Homophobie ist eine Dimension der Frauenfeindlichkeit. Frauen als eine untergeordnete soziale Position zu betrachten, fällt mit der Unterdrückung männlicher homosexueller Praktiken zusammen – das heißt, dass ein Mann mit einem anderen Mann „die Rolle einer Frau spielt“ oder einen anderen Mann „wie eine Frau“ benutzt – ein kulturell tief verwurzelter Sexismus von globaler Tragweite .

Folglich kommt der heimischen Welt eine große Bedeutung als Plattform für das Gedeihen der queeren Kultur zu. Haus und Wohnung, problematisch als traditioneller Wirkungs- und Wirkungskreis einer feindlichen Gesellschaft, werden zu einem aufgeladenen Ort, der neu erfunden – und dann wieder neu erfunden werden muss. Isermanns leidenschaftliche Hingabe an Design, Handwerk und Do-it-yourself-Projekte, die eher mit heimischen Hobbyisten als mit professionellen Produzenten von Studiokunst wie Malern und Bildhauern in Verbindung gebracht werden, ist ein unverkennbarer und mutiger Akt der Opposition.

Allerdings fungieren Isermanns mit Slips bedeckte minimalistische Kuben nicht als narrative Kommentare zu Tagesthemen. Die Thematik seiner Arbeit ist weder aktuell noch politisch parteiisch. Stattdessen sind Frauenfeindlichkeit und Homophobie inhärente Hintergrundgeschichten zu den engagierten Entscheidungen, die er als Künstler trifft.

Steel Development Home, 1962, Donald Wexler AIA, nach der Restaurierung 2020

Steel Development Home, 1962, Donald Wexler AIA, nach der Restaurierung 2020

(Radius Bücher)

Die radikale Häuslichkeit, die Isermanns Kunst befeuert, spiegelt sich wenig überraschend im eigenen Privatleben des Künstlers wider. 1997 erwarb er in Palm Springs ein zerstörtes Fertighaus aus Stahl, das eine Generation zuvor vom modernistischen Architekten Donald Wexler entworfen wurde. Das damals verfallene Haus war einst der Inbegriff des avantgardistischen Wohndesigns. Es wurde werksseitig in modularen Einheiten hergestellt, die per Lastwagen zum Standort gebracht und zusammengebaut wurden, aus Stahl gefertigt, um hohen Wüstenwinden standzuhalten, und aus Glas, um die sonnige Transparenz zu maximieren.

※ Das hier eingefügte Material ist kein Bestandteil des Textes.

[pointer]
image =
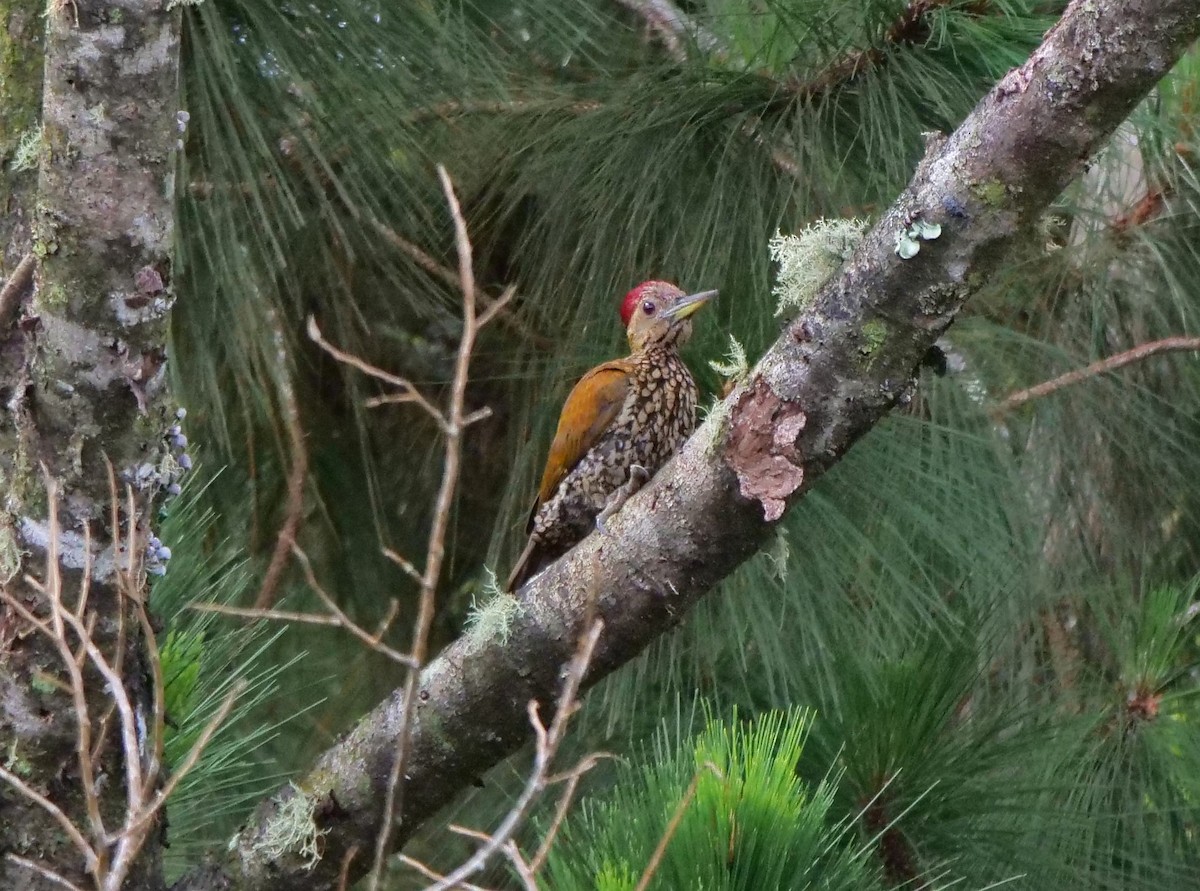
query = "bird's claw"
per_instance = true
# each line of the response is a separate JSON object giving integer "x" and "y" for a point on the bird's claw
{"x": 637, "y": 477}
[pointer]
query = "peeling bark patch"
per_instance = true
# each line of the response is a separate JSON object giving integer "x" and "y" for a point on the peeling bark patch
{"x": 761, "y": 448}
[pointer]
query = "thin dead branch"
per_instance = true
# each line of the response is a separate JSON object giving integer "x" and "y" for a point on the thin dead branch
{"x": 297, "y": 474}
{"x": 334, "y": 619}
{"x": 453, "y": 424}
{"x": 660, "y": 849}
{"x": 108, "y": 854}
{"x": 1168, "y": 345}
{"x": 547, "y": 740}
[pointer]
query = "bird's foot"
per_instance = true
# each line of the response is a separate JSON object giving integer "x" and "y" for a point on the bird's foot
{"x": 637, "y": 477}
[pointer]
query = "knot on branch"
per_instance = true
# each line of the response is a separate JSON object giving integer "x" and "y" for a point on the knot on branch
{"x": 761, "y": 447}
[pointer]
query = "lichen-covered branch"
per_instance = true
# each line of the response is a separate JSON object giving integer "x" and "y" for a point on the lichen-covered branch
{"x": 82, "y": 369}
{"x": 833, "y": 374}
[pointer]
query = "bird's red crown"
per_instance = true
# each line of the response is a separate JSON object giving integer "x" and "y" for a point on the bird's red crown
{"x": 635, "y": 297}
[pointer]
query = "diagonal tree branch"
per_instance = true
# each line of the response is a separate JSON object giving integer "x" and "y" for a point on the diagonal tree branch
{"x": 832, "y": 375}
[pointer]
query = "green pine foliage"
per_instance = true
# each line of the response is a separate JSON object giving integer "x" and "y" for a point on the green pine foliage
{"x": 989, "y": 609}
{"x": 732, "y": 809}
{"x": 202, "y": 659}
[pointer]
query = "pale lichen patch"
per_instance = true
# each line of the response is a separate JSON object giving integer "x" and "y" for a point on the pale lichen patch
{"x": 810, "y": 257}
{"x": 492, "y": 617}
{"x": 292, "y": 830}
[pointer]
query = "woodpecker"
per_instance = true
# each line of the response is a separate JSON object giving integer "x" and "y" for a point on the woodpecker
{"x": 618, "y": 426}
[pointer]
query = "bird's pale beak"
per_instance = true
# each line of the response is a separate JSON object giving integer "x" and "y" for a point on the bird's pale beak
{"x": 689, "y": 304}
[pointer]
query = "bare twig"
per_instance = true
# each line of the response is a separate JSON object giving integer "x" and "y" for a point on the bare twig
{"x": 547, "y": 742}
{"x": 448, "y": 275}
{"x": 660, "y": 849}
{"x": 411, "y": 570}
{"x": 1113, "y": 363}
{"x": 108, "y": 856}
{"x": 297, "y": 474}
{"x": 564, "y": 802}
{"x": 408, "y": 393}
{"x": 53, "y": 809}
{"x": 453, "y": 424}
{"x": 433, "y": 873}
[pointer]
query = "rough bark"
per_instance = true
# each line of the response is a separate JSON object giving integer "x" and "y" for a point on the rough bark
{"x": 21, "y": 108}
{"x": 82, "y": 384}
{"x": 831, "y": 376}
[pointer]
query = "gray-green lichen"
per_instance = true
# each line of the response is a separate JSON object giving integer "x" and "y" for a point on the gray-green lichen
{"x": 809, "y": 258}
{"x": 28, "y": 153}
{"x": 292, "y": 830}
{"x": 735, "y": 366}
{"x": 875, "y": 334}
{"x": 492, "y": 617}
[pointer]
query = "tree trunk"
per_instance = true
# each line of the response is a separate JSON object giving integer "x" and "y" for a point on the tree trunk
{"x": 82, "y": 375}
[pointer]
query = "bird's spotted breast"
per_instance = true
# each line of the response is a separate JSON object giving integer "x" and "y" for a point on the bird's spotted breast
{"x": 657, "y": 418}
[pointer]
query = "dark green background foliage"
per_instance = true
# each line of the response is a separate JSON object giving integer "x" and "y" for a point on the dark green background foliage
{"x": 989, "y": 613}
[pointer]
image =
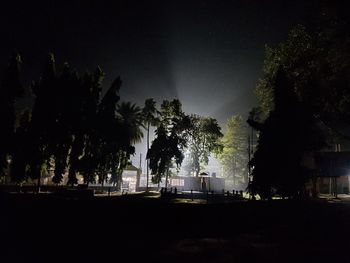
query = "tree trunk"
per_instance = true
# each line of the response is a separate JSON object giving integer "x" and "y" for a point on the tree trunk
{"x": 166, "y": 178}
{"x": 39, "y": 180}
{"x": 147, "y": 173}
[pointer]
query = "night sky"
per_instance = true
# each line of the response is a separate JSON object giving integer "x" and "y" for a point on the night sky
{"x": 208, "y": 54}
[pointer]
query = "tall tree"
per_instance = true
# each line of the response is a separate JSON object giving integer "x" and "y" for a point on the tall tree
{"x": 289, "y": 131}
{"x": 234, "y": 155}
{"x": 149, "y": 113}
{"x": 43, "y": 119}
{"x": 170, "y": 142}
{"x": 204, "y": 134}
{"x": 10, "y": 89}
{"x": 86, "y": 158}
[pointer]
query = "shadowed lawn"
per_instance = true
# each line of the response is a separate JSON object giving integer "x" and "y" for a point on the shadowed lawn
{"x": 137, "y": 227}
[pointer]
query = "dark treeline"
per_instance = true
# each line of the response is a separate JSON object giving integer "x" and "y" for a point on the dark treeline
{"x": 72, "y": 129}
{"x": 304, "y": 103}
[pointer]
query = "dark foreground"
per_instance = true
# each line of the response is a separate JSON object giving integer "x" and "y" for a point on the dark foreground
{"x": 125, "y": 229}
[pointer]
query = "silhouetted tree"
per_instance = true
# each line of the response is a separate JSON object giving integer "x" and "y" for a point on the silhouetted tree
{"x": 87, "y": 164}
{"x": 43, "y": 119}
{"x": 203, "y": 134}
{"x": 10, "y": 89}
{"x": 170, "y": 142}
{"x": 21, "y": 149}
{"x": 289, "y": 131}
{"x": 234, "y": 156}
{"x": 149, "y": 113}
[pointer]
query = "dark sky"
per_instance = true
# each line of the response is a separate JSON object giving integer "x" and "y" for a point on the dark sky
{"x": 206, "y": 53}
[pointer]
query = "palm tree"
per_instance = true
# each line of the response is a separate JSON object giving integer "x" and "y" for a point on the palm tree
{"x": 149, "y": 114}
{"x": 129, "y": 121}
{"x": 130, "y": 118}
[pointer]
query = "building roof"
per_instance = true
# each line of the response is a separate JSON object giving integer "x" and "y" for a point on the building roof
{"x": 333, "y": 164}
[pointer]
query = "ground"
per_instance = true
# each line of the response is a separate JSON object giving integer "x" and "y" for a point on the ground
{"x": 42, "y": 228}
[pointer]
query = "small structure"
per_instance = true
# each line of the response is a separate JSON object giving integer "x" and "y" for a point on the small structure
{"x": 333, "y": 171}
{"x": 131, "y": 178}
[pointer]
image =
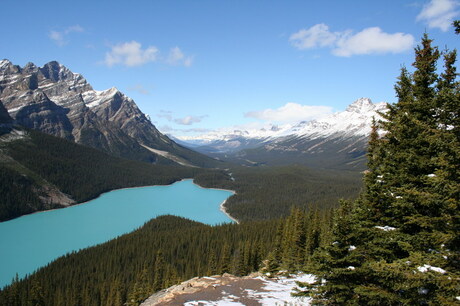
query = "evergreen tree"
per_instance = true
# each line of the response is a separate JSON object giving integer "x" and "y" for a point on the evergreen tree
{"x": 398, "y": 243}
{"x": 159, "y": 274}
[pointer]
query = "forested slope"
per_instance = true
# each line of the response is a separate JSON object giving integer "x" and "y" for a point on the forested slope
{"x": 36, "y": 159}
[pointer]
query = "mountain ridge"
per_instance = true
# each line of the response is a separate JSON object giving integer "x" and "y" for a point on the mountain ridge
{"x": 57, "y": 101}
{"x": 337, "y": 140}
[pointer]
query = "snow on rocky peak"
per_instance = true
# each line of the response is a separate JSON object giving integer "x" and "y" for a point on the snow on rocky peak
{"x": 354, "y": 121}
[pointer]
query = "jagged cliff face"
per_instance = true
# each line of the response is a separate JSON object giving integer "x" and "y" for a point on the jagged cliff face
{"x": 59, "y": 102}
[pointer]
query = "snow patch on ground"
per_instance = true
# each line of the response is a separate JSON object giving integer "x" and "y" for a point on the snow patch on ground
{"x": 276, "y": 291}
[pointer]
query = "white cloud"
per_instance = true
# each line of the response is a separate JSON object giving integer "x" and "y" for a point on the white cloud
{"x": 139, "y": 88}
{"x": 177, "y": 57}
{"x": 439, "y": 14}
{"x": 165, "y": 114}
{"x": 372, "y": 41}
{"x": 59, "y": 37}
{"x": 130, "y": 54}
{"x": 316, "y": 36}
{"x": 291, "y": 112}
{"x": 369, "y": 41}
{"x": 189, "y": 120}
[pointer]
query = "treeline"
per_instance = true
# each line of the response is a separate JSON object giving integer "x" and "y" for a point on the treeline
{"x": 18, "y": 194}
{"x": 79, "y": 171}
{"x": 270, "y": 192}
{"x": 165, "y": 251}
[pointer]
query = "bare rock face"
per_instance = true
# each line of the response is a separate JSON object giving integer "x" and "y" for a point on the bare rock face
{"x": 57, "y": 101}
{"x": 227, "y": 289}
{"x": 5, "y": 118}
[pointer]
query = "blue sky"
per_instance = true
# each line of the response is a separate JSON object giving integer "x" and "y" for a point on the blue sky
{"x": 200, "y": 65}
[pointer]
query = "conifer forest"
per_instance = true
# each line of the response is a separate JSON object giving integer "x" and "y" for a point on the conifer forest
{"x": 387, "y": 236}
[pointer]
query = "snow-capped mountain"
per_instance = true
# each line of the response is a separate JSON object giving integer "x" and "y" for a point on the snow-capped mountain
{"x": 57, "y": 101}
{"x": 337, "y": 138}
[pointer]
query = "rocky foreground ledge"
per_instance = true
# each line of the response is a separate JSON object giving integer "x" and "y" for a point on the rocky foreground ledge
{"x": 228, "y": 289}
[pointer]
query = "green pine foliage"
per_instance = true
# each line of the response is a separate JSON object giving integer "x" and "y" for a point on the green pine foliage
{"x": 398, "y": 243}
{"x": 128, "y": 269}
{"x": 270, "y": 192}
{"x": 297, "y": 237}
{"x": 83, "y": 173}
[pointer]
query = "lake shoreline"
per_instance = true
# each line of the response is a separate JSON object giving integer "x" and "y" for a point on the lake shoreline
{"x": 222, "y": 205}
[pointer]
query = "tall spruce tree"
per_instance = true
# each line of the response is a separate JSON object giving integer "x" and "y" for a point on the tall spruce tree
{"x": 398, "y": 243}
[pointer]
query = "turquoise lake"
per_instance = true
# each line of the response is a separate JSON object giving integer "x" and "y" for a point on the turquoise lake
{"x": 32, "y": 241}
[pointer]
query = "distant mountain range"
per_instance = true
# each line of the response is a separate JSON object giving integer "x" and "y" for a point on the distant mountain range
{"x": 57, "y": 101}
{"x": 338, "y": 140}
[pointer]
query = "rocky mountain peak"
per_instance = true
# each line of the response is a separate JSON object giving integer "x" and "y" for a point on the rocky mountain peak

In den nächsten Jahren mit Isermanns Partner David Blomster zu seiner ursprünglichen Schönheit restauriert, erfüllte das Steel House Le Corbusiers Diktum, dass „Une maison est une machine-à-habiter“ – ein Haus ist eine Wohnmaschine. Dass das Restaurierungsprojekt zur Auffrischung und Wiederbelebung der Nutzungsdauer eines abgenutzten Wohnhauses mit der Produktion der queeren, mit Slip überzogenen minimalistischen Skulptur „Untitled (Cubeweave)“ zusammenfiel, ist nur zu erwarten.